Wirtschaft

Millionenloch: ADAC macht Mitgliedschaft teurer

ADAC mit Millionenminus – jetzt steigen die Beiträge. Warum die Preiserhöhung für Mitglieder trotzdem ein Vorteil sein soll.

23.05.2026, 16:46 Uhr

Zum ersten Mal seit sechs Jahren hebt der ADAC seine Jahresbeiträge an. Wie der Automobilclub nach der Hauptversammlung in Speyer mitteilte, steigen die Kosten für Einzelmitglieder zum 1. Januar 2027 je nach gewähltem Tarif um 10 bis 35 Euro pro Jahr.

Als Begründung verweist der ADAC auf deutlich höhere Ausgaben, unter anderem für Energie, Personal, Ersatzteile sowie Abschlepp- und Werkstattleistungen. Das Geschäftsjahr 2025 sei daher mit einem Minus von 17 Millionen Euro beendet worden. Seit der letzten Beitragsanpassung im Jahr 2020 seien die Lebenshaltungskosten um 24,4 Prozent gestiegen. Für einen einzelnen Panneneinsatz müsse der Club inzwischen im Schnitt sogar 27 Prozent mehr aufwenden.

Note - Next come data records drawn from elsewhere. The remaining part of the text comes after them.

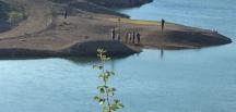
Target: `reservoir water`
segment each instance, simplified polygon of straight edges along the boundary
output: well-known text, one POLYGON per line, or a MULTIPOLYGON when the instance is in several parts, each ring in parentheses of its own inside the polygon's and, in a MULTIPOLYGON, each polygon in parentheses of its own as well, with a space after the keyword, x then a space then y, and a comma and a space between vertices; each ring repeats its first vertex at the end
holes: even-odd
MULTIPOLYGON (((132 18, 165 18, 216 29, 236 40, 235 0, 155 0, 120 10, 132 18)), ((236 43, 198 50, 144 50, 107 63, 120 112, 235 112, 236 43)), ((91 59, 0 61, 0 112, 99 112, 91 59)))

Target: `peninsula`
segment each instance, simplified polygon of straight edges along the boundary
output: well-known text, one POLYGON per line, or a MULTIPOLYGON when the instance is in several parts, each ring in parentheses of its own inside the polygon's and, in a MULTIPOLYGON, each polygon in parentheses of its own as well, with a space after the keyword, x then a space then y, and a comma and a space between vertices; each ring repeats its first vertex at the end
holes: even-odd
MULTIPOLYGON (((160 22, 130 20, 111 8, 139 7, 152 0, 0 0, 21 8, 24 20, 0 33, 0 57, 83 57, 106 49, 109 55, 143 48, 197 49, 231 43, 217 32, 160 22), (67 14, 67 15, 66 15, 67 14), (111 40, 115 28, 121 39, 111 40), (126 43, 126 33, 139 32, 141 42, 126 43)), ((1 9, 1 8, 0 8, 1 9)), ((1 11, 1 10, 0 10, 1 11)), ((0 25, 1 27, 1 25, 0 25)))

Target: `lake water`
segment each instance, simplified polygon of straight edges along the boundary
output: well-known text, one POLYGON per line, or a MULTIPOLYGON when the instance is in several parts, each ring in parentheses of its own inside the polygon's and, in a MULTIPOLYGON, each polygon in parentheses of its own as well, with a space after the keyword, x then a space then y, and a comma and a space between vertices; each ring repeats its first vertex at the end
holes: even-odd
MULTIPOLYGON (((156 0, 122 10, 132 18, 216 29, 236 40, 235 0, 156 0)), ((144 50, 107 63, 120 112, 235 112, 236 43, 199 50, 144 50)), ((99 112, 90 59, 0 61, 0 112, 99 112)))

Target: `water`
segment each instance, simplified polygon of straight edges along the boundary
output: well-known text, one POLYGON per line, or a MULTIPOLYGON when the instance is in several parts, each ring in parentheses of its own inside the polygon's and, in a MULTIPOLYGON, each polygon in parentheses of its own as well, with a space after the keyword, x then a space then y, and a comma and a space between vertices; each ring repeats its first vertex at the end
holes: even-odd
MULTIPOLYGON (((132 18, 161 20, 217 29, 236 39, 234 0, 156 0, 122 10, 132 18), (165 12, 165 13, 164 13, 165 12)), ((144 50, 107 63, 120 112, 235 112, 236 45, 200 50, 144 50)), ((0 112, 98 112, 96 61, 0 61, 0 112)))

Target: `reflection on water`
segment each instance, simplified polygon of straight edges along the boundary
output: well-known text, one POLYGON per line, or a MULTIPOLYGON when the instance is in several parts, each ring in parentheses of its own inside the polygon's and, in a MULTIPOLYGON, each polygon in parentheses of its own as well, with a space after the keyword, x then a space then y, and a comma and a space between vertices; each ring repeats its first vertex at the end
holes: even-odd
MULTIPOLYGON (((126 11, 134 17, 165 17, 217 28, 235 40, 235 0, 154 3, 137 9, 140 12, 126 11)), ((111 85, 126 105, 121 112, 235 112, 235 48, 231 43, 197 50, 144 50, 109 61, 107 69, 116 72, 111 85)), ((97 112, 99 105, 92 99, 101 84, 98 72, 92 69, 96 63, 97 59, 83 58, 0 60, 0 112, 97 112)))

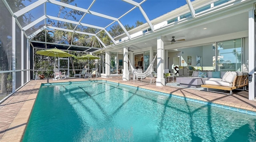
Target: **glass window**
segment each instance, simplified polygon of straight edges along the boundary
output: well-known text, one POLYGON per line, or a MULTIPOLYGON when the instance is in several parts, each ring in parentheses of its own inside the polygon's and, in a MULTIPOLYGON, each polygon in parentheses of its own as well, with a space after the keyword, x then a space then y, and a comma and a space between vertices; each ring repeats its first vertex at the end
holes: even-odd
POLYGON ((149 66, 149 51, 144 52, 144 59, 143 60, 143 61, 144 62, 144 70, 147 70, 147 69, 149 66))
POLYGON ((219 42, 217 44, 218 58, 216 62, 218 70, 242 71, 241 39, 219 42))
POLYGON ((176 17, 167 21, 167 24, 169 24, 170 23, 172 23, 177 21, 178 21, 178 17, 176 17))
POLYGON ((142 32, 143 33, 146 33, 146 32, 147 32, 148 31, 152 31, 152 30, 151 29, 151 28, 148 28, 148 29, 146 29, 146 30, 143 31, 142 31, 142 32))

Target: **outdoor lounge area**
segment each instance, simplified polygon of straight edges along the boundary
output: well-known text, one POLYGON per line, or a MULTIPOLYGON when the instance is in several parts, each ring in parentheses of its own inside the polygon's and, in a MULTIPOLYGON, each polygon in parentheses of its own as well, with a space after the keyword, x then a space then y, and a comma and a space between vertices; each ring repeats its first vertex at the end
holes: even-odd
POLYGON ((0 0, 0 142, 256 141, 256 11, 0 0))

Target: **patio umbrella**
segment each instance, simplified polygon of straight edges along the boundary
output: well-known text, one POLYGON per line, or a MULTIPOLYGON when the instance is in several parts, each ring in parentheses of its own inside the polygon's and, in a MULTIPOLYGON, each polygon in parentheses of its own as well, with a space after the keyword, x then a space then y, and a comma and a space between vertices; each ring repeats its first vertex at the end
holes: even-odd
POLYGON ((88 70, 90 69, 90 67, 89 66, 89 60, 94 60, 94 59, 100 59, 100 58, 98 57, 97 56, 91 55, 90 54, 87 54, 85 55, 80 56, 80 57, 78 57, 76 58, 78 59, 82 59, 82 60, 88 60, 88 70))
POLYGON ((65 51, 63 51, 60 49, 58 49, 56 47, 54 49, 42 50, 36 51, 36 54, 44 55, 46 56, 50 56, 51 57, 54 57, 54 68, 55 68, 55 58, 58 57, 68 57, 73 56, 76 57, 74 55, 67 53, 65 51))

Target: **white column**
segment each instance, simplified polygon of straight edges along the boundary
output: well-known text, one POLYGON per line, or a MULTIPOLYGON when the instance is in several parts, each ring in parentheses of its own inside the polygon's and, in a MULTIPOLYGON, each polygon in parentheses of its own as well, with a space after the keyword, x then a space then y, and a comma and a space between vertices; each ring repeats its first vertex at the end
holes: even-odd
POLYGON ((15 18, 12 17, 12 93, 16 91, 16 22, 15 18))
POLYGON ((157 78, 156 85, 158 86, 165 85, 164 78, 164 41, 161 36, 157 37, 157 78))
POLYGON ((252 75, 252 81, 249 82, 249 99, 254 100, 255 96, 255 79, 254 64, 255 63, 255 25, 254 22, 254 10, 253 9, 249 11, 249 26, 248 26, 248 47, 249 47, 249 74, 252 75))
MULTIPOLYGON (((21 54, 24 54, 24 31, 21 31, 21 54)), ((23 56, 21 56, 21 86, 23 86, 24 85, 24 58, 23 56)))
POLYGON ((164 50, 164 69, 169 69, 168 68, 168 51, 164 50))
POLYGON ((106 77, 107 77, 110 74, 110 53, 109 51, 106 52, 106 55, 105 58, 105 62, 106 68, 105 69, 105 74, 106 74, 106 77))
MULTIPOLYGON (((27 53, 26 54, 27 54, 27 80, 26 82, 28 82, 29 80, 30 80, 30 44, 29 44, 29 41, 28 39, 27 39, 27 53)), ((33 69, 32 68, 32 69, 33 69)))
POLYGON ((123 80, 129 80, 129 70, 128 70, 128 49, 124 46, 124 72, 123 80))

ADAC kündigt mehr Leistungen an

Trotz der höheren Beiträge sollen die Mitglieder nach Angaben des ADAC zusätzliche Leistungen erhalten. Im vergangenen Jahr kamen demnach rund 490.000 neue Mitglieder hinzu, womit der Club nun auf insgesamt 22,7 Millionen Menschen kommt. Geplant seien unter anderem ausgeweitete Leistungen und höhere Leistungsgrenzen, etwa beim Abschleppen. An Qualität und Einsatzfähigkeit solle es trotz schwieriger wirtschaftlicher Bedingungen keine Einschnitte geben, erklärte ADAC-Präsident Christian Reinicke.

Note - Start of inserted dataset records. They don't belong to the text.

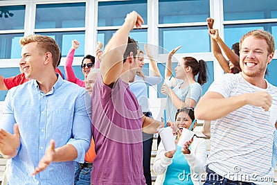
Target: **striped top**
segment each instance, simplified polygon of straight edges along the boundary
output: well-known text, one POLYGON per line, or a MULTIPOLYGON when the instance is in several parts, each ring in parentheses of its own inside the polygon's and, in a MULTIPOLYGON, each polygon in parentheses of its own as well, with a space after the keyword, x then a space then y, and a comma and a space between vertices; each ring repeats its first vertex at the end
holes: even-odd
POLYGON ((277 87, 267 83, 267 88, 264 89, 246 81, 240 73, 228 73, 215 81, 208 90, 224 98, 267 91, 273 98, 270 111, 247 105, 212 121, 207 164, 211 170, 230 180, 272 183, 271 179, 265 180, 265 177, 274 177, 271 157, 277 114, 270 112, 276 112, 277 87))

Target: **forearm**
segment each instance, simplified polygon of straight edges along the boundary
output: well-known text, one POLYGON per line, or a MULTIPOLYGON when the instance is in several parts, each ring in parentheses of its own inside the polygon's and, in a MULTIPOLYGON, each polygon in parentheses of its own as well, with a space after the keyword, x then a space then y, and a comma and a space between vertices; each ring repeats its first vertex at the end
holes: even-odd
POLYGON ((157 66, 156 62, 153 59, 150 59, 150 72, 152 76, 161 76, 160 71, 159 70, 158 67, 157 66))
POLYGON ((232 64, 235 67, 240 69, 240 57, 234 52, 233 52, 232 50, 231 50, 229 47, 226 45, 226 44, 222 41, 220 37, 217 40, 217 42, 220 44, 220 47, 222 49, 223 51, 225 53, 227 58, 229 59, 230 62, 232 62, 232 64))
POLYGON ((67 144, 56 148, 54 162, 73 161, 77 158, 78 151, 73 145, 67 144))
POLYGON ((145 116, 143 117, 143 132, 146 134, 155 134, 159 127, 164 127, 163 122, 154 120, 145 116))
POLYGON ((72 68, 72 63, 73 62, 73 58, 74 58, 74 53, 75 53, 74 49, 71 49, 69 50, 69 52, 66 56, 66 61, 64 65, 64 71, 66 79, 69 82, 73 83, 75 82, 77 78, 75 76, 73 69, 72 68))
POLYGON ((1 155, 3 158, 7 159, 12 159, 12 158, 15 157, 15 156, 17 155, 17 153, 18 153, 18 151, 17 151, 17 149, 12 150, 12 152, 11 152, 10 154, 8 154, 8 155, 5 154, 5 153, 3 152, 1 150, 0 150, 0 154, 1 154, 1 155))
POLYGON ((211 43, 213 55, 215 57, 220 67, 224 71, 225 73, 230 72, 229 64, 226 58, 223 56, 220 46, 217 42, 213 38, 211 38, 211 43))
POLYGON ((247 105, 247 96, 244 94, 227 98, 207 98, 204 96, 196 106, 195 118, 211 121, 224 117, 247 105))
POLYGON ((105 48, 101 59, 100 71, 103 82, 107 85, 116 82, 121 75, 128 35, 133 27, 134 25, 125 22, 105 48))
POLYGON ((172 74, 172 58, 170 58, 168 56, 168 62, 166 64, 166 69, 165 69, 165 78, 168 79, 170 76, 172 74))
POLYGON ((204 121, 202 132, 203 134, 204 134, 207 137, 208 137, 208 138, 211 137, 211 121, 204 121))

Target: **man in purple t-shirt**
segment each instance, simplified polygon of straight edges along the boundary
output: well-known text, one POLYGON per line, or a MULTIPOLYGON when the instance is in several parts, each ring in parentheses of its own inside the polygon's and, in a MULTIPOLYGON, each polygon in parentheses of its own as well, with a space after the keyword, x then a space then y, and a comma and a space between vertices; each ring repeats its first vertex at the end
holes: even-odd
POLYGON ((143 20, 133 11, 107 44, 92 97, 92 132, 96 157, 91 184, 145 184, 142 132, 157 132, 163 123, 143 116, 129 89, 138 63, 137 43, 128 37, 143 20), (143 129, 143 130, 142 130, 143 129))

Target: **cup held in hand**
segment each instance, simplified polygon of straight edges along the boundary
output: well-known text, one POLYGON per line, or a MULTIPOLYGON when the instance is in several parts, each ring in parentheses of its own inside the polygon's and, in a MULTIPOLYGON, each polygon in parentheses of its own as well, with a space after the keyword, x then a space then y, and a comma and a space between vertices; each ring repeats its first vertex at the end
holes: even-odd
POLYGON ((172 128, 170 127, 162 127, 158 131, 166 152, 175 150, 175 137, 172 133, 172 128))
POLYGON ((185 143, 185 142, 190 141, 195 134, 195 132, 193 132, 193 131, 188 130, 186 128, 183 128, 182 134, 179 139, 177 145, 179 147, 184 147, 184 144, 185 143))

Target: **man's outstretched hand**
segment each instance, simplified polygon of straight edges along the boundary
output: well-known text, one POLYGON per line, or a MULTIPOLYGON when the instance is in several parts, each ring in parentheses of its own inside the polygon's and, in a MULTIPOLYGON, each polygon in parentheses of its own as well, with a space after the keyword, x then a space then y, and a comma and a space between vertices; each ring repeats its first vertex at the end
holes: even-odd
POLYGON ((54 161, 55 154, 55 141, 52 139, 50 141, 50 146, 45 150, 44 156, 40 159, 38 166, 35 168, 35 171, 31 175, 37 175, 39 172, 45 170, 49 164, 54 161))

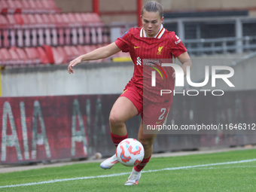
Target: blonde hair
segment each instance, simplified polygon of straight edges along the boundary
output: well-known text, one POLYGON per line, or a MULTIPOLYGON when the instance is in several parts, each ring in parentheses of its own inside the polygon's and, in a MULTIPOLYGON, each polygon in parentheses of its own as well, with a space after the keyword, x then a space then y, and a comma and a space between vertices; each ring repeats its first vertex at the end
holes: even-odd
POLYGON ((159 13, 159 15, 160 18, 163 17, 163 7, 162 5, 155 1, 151 1, 148 2, 146 2, 142 8, 142 15, 143 15, 143 11, 146 11, 148 12, 157 12, 159 13))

Der Club betonte zudem die weiterhin hohe Nachfrage: Im vergangenen Jahr sei in Deutschland im Durchschnitt alle neun Sekunden ADAC-Hilfe angefordert worden – insgesamt mehr als 3,7 Millionen Mal. Auch für 2026 rechnet der ADAC mit einem ähnlich hohen Bedarf.